Sophie Hannah has managed to avoid adding any historical wrongness (that I can see – I don’t claim any expertise on the middle years of the Twentieth century) to her Hercule Poirot novels but, more than that, she continues to create interesting and compelling adventures for Christie’s Belgian detective. Because they are not a series I find myself able to dip in and out without feeling like I’ve made a commitment: because they are so good I have read all three books produced so far!

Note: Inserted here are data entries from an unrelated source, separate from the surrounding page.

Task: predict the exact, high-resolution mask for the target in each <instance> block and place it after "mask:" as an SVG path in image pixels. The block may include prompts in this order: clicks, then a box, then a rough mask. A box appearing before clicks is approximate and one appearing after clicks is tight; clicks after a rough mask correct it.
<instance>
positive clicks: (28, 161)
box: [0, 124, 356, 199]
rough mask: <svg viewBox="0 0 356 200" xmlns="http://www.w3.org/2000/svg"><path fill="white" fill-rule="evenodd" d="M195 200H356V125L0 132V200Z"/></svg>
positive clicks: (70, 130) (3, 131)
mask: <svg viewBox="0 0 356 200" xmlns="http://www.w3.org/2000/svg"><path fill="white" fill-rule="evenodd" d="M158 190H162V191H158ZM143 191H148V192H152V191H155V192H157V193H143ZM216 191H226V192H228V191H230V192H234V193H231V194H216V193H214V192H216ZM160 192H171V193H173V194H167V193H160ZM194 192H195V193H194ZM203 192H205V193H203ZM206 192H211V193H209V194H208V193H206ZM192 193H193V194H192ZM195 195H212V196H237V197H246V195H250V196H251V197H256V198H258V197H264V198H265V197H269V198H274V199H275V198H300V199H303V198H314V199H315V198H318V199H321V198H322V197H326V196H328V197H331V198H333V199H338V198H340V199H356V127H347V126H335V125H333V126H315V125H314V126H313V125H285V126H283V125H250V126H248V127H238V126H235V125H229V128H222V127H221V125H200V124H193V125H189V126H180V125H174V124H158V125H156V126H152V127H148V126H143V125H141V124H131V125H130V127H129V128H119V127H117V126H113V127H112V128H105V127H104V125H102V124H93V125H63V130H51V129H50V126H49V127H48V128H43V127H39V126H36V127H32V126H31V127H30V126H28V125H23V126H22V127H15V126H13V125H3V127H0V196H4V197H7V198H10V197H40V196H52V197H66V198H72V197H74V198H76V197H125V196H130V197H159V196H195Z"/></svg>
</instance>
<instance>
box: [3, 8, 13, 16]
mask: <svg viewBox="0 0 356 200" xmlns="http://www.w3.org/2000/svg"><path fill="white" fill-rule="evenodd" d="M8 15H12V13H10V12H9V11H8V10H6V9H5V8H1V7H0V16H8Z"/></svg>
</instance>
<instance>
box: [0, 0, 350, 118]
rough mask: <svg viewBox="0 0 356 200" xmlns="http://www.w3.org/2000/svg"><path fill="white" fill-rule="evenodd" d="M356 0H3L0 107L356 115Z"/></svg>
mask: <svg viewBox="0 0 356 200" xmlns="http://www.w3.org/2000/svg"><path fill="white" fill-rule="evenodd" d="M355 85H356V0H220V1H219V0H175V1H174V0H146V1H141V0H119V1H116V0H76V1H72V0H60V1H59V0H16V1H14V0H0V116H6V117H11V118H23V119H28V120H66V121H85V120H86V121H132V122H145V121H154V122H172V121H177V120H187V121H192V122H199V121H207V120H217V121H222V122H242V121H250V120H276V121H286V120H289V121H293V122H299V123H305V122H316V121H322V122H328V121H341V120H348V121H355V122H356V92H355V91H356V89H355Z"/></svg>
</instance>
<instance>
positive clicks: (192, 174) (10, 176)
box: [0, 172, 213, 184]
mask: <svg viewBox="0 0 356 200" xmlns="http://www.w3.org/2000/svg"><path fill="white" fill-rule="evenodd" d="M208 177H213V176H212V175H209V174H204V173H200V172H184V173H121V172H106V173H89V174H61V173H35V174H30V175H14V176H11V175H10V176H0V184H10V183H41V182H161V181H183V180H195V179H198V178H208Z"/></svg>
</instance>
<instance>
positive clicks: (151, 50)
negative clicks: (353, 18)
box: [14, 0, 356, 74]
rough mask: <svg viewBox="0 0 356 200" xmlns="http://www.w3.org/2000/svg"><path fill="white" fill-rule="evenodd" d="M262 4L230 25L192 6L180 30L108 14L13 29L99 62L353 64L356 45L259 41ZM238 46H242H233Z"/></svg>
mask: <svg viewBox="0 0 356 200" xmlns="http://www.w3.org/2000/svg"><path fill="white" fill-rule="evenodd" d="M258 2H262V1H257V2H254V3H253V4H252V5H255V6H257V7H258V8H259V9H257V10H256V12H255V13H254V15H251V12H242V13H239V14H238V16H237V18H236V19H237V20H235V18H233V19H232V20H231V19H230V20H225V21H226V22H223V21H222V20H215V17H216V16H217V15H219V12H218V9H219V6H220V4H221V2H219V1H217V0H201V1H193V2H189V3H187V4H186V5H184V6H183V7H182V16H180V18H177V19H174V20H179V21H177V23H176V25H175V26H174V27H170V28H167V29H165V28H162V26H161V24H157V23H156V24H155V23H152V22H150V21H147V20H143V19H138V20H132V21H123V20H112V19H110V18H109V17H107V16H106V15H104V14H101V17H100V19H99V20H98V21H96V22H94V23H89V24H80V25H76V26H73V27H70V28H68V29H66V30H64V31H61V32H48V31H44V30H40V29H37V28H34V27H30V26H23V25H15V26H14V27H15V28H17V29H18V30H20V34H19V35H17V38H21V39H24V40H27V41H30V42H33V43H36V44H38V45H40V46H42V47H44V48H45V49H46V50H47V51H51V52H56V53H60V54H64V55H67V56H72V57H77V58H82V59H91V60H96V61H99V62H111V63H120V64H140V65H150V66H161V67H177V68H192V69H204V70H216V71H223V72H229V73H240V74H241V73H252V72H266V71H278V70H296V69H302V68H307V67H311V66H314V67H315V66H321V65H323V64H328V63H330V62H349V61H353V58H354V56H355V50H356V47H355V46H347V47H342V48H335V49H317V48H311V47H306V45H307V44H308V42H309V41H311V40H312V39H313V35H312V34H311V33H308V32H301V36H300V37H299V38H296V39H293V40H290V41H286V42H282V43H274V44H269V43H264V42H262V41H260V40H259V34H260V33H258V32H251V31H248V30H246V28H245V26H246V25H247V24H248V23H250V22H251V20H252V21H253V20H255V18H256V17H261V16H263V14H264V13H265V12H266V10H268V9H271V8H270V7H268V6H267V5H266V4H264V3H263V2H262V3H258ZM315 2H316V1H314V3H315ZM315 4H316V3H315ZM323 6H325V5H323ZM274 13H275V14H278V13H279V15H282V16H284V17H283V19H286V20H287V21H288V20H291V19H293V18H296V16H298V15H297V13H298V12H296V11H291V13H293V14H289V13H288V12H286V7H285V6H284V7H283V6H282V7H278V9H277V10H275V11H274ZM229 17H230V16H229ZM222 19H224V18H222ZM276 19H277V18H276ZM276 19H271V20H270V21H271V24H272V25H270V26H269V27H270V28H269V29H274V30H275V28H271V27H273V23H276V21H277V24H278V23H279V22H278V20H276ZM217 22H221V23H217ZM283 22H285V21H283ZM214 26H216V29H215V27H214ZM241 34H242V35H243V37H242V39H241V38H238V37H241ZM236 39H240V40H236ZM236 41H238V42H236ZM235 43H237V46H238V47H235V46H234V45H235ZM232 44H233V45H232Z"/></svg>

In The Mystery of Three Quarters Poirot finds himself confronted by the rather formidable Sylvia Rule for sending her a letter accusing her of murder. The problem is that he didn’t send the letter. Or the ones making the same accusation towards three others – John McCrodden, son of a judge who is a firm supporter of the death penalty, Hugo Dockerill, a teacher at a boy’s school, and Miss Annabel Treadway, who is the grand-daughter of the deceased man. Of course the little grey cells are propelled into action and we soon begin to learn of a web of connections between the four. It begins to appear that the dead man, Barnabas Pandy, did have connections to a number of them and that all four are, if only tangentially, linked. Was Pandy murdered? Was one of the accused guilty of his death? Why did the letter-writer want to involve Poirot? These questions all need to be answered and Poirot attempts to find the answers with the help of Scotland Yard detective Edward Catchpool, the friends and family of all the accused and a small slice of cake…
Another excellent outing for Poirot – deftly plotted, a blend of humour and bloodshed which Christie would have been proud of, and believable characters. The Belgian continues to have a future in Sophie Hannah’s capable hands.